Rudraprasad Sengupta (born 31 January 1935) is a Bengali Indian actor, director and cultural critic.

== Biography ==
Sengupta was born in Calcutta (now Kolkata), Bengal, the son of Anant Sengupta and Usha Prabha Sengupta. He studied at the Scottish Church College of the University of Calcutta where he earned his B.A. and M.A degrees in English literature. He started his professional career as a lecturer of Sreegopal Banerjee College at Mogra, Hooghly and was formerly a reader in English at the Brahmananda Keshab Chandra College, Calcutta, and a visiting lecturer in the Drama Department of Rabindra Bharati University.
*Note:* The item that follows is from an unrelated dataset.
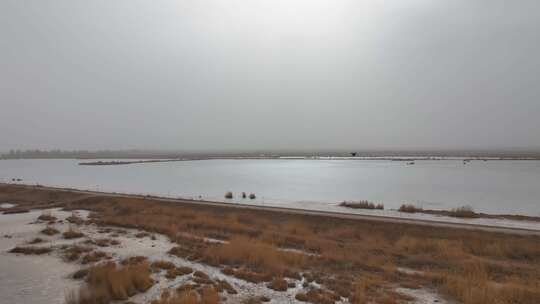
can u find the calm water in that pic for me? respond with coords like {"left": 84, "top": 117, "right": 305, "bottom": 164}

In 1961 he joined the Kolkata-based theatre group Nandikar and in the early 1970s started to direct several plays for the group. In the late 1970s he became the leader of the group. He had directed many plays including Football, Feriwalar Mrityu among others.

He received several awards, including the highest national award from Sangeet Natak Akademi in 1980. He has also appeared in some Bengali art films, Bernardo Bertolucci's Little Buddha, and Roland Joffé's City of Joy.

He was married to Swatilekha Sengupta, who was one of the leading actresses of Nandikar. His daughter Sohini Sengupta is one of the leading actresses in theatre and films. Many of his students and protegé have gone on to become famous in their own right in Bengali theater, such as Parthapratim Deb and Debshankar Haldar.

==Filmography==
- Purba Paschim Dakshin (2019)
- Autograph (2010)
- Little Buddha (1993)
- City of Joy (1992)
- Charmurti (1978)
- Padi Pishir Barmi Baksha (1972)
- Ekhoni (1971)
- Hatey Bazarey (1967)
- Galpo Holeo Satti (1966)
- Sagina Mahato

== Awards ==
- Banga Bibhushan in 2012 by the Government of West Bengal for his contributions to theatre.
- Anukul Samman in 2013 by the National Drama Festival, Allahabad.